Firefox 3 also crashes significantly more often than Firefox 2. (I don't rightly know how crashy Firefox 4 is or isn't. I haven't used it very much, on account of the fact that it hasn't addressed the above problems.) Firefox 2 never crashes, unless you try to open completely insane numbers of tabs at once. Firefox 3 crashes more than any previously released version of Firefox since clear back when it was called Phoenix.

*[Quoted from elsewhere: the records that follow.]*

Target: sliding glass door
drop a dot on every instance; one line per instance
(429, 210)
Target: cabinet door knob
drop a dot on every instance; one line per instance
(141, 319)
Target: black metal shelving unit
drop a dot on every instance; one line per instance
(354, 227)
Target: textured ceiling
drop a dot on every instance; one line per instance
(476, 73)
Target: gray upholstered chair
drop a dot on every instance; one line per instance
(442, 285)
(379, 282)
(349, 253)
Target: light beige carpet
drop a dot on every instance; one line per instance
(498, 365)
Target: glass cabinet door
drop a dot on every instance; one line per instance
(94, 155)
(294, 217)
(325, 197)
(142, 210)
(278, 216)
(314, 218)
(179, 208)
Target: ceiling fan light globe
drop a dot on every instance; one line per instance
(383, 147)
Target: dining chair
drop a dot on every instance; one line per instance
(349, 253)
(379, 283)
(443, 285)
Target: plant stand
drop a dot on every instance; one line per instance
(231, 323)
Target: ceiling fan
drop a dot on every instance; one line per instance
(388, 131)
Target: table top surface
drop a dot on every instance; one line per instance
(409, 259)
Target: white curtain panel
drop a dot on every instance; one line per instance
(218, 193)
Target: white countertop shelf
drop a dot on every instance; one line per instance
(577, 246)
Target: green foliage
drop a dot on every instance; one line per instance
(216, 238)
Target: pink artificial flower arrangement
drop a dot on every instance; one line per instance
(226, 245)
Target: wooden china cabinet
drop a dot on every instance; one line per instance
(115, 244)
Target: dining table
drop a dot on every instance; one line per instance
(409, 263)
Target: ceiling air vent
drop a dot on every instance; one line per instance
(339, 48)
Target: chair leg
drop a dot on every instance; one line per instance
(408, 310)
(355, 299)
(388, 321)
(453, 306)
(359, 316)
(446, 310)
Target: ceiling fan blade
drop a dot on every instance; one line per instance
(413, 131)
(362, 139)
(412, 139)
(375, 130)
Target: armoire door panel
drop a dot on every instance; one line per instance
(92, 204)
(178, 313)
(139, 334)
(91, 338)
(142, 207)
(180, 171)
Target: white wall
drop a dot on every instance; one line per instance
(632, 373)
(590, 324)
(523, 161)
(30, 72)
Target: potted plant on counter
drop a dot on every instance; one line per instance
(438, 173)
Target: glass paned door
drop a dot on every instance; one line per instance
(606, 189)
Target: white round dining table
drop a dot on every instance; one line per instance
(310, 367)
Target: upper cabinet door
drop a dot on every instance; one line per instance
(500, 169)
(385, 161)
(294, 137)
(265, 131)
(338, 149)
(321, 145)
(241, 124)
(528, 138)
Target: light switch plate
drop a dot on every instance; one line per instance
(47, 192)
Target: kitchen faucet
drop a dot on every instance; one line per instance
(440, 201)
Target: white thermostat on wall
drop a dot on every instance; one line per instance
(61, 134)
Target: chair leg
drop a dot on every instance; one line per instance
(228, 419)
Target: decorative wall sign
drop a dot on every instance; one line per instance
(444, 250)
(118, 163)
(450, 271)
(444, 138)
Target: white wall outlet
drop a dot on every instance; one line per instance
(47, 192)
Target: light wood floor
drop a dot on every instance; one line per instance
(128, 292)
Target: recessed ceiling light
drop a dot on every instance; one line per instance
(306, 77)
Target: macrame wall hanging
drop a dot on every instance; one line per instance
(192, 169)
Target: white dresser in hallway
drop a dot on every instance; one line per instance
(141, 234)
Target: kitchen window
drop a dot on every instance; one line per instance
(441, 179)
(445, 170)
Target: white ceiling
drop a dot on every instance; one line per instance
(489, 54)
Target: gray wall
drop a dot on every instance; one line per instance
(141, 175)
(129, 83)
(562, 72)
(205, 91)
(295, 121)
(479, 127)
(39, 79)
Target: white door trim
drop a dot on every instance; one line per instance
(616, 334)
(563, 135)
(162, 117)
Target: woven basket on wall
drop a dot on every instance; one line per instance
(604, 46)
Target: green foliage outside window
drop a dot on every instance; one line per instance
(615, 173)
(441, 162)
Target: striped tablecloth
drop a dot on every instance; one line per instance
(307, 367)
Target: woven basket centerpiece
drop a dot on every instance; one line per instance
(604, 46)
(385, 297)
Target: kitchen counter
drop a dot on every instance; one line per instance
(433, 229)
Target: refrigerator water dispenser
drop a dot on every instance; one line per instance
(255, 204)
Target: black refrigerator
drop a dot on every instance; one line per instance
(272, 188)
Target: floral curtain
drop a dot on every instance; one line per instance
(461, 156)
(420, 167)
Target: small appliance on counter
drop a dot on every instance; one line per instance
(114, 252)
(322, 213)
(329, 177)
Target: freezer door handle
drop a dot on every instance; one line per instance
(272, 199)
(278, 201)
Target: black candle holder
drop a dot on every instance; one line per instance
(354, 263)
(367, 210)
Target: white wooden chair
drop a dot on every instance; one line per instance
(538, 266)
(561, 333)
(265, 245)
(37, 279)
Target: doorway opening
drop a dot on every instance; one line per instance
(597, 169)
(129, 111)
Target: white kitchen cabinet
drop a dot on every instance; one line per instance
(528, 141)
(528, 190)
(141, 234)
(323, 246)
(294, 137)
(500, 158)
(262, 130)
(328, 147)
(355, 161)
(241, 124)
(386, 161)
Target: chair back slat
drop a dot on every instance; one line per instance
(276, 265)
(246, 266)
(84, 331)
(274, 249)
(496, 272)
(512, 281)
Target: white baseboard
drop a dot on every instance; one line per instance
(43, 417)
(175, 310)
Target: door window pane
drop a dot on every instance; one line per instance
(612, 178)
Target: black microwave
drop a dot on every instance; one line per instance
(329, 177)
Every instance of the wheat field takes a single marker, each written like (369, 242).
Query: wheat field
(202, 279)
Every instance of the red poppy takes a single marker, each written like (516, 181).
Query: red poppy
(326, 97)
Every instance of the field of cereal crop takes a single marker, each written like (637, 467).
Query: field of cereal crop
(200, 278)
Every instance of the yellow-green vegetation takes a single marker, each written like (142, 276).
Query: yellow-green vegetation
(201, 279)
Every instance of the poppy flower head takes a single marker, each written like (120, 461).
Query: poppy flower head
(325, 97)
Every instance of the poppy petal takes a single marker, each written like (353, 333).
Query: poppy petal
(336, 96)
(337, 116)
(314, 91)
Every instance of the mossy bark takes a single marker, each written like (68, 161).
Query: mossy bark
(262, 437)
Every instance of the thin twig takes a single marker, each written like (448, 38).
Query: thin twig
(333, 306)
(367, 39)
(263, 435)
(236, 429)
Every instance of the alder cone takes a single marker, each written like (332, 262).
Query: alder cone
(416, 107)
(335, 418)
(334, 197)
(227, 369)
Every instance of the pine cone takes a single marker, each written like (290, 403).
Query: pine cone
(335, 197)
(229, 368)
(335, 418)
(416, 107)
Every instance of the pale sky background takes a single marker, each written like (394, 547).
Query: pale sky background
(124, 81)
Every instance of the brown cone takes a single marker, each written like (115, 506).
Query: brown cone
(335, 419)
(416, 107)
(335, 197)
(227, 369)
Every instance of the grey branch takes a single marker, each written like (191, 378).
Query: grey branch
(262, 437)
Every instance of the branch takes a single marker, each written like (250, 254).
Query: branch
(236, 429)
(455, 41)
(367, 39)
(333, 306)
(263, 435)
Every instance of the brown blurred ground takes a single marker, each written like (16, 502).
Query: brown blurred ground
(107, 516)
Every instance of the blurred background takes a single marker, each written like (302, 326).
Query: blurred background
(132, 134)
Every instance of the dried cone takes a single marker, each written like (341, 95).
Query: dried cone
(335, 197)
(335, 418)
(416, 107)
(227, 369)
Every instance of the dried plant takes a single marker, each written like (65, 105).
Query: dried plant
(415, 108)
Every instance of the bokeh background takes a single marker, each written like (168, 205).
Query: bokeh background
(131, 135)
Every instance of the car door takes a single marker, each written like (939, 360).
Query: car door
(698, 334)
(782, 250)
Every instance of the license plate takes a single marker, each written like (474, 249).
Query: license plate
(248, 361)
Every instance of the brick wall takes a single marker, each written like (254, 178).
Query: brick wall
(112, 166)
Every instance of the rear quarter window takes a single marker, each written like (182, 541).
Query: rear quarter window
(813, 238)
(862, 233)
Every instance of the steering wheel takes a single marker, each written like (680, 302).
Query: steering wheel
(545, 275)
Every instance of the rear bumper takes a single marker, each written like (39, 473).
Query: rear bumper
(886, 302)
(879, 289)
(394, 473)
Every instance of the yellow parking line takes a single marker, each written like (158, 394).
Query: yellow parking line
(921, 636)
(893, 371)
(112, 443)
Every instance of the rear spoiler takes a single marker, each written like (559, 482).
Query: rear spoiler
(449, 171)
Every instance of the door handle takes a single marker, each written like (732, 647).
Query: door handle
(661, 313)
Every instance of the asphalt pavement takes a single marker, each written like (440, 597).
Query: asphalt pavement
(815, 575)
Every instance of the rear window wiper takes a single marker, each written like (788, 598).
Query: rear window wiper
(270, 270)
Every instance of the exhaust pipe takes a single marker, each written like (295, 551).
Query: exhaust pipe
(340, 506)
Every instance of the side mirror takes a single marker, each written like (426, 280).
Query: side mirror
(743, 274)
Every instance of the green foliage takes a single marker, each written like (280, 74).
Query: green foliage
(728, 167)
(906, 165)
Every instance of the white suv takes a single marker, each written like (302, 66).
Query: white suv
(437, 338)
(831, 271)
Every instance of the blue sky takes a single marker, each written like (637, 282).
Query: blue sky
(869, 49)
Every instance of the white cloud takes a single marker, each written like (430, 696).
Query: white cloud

I haven't even talked about insane new behaviors and UI (*cough* tabs on top *cough*) that can be configured away by changing some settings, because hey, if changing some settings is all I have to do to get things working right, I can handle that. End users might feel differently, but I'm a network administrator. If I can handle tracking down dependencies and compiling things from source, I think I can manage changing a couple of settings. I could write another whole post explaining why e.g. Tabs on Top is stupid and why the arguments in its favor are nonsense (maybe I will write that post later, if I have time), but ultimately it's not important, because I can just turn it off anyway with a pref, so who cares?

But I do want to say one general thing about the UI changes in recent versions: starting with Firefox 3.0, every single UI change, without exception, is something so undesirable that I have difficulty imagining anyone would ever actually want it. Not a single one of them is useful, even potentially. As long as I can turn them all off with preferences I don't really care, but when there are big outstanding bugs, including dataloss bugs, persisting over *multiple* versions (and I'm not talking about a couple of point releases), maybe it's time to stop needlessly fiddling around so much with the UI for a while and concentrate on basic stuff like stability and correctness. IMO, if the Firefox team spent the next entire release cycle just fixing bugs and not introducing any other changes at all, that would be a good thing.

So that's why I'm not upgrading to recent versions of Firefox. I've got 2.0.0.20 both at home and at work now, and I'm sticking with that as my primary browser for the forseeable future.

What would have to happen for me to change my mind? Someone would have to release a browser that's better than Firefox 2.0.0.20. That is all.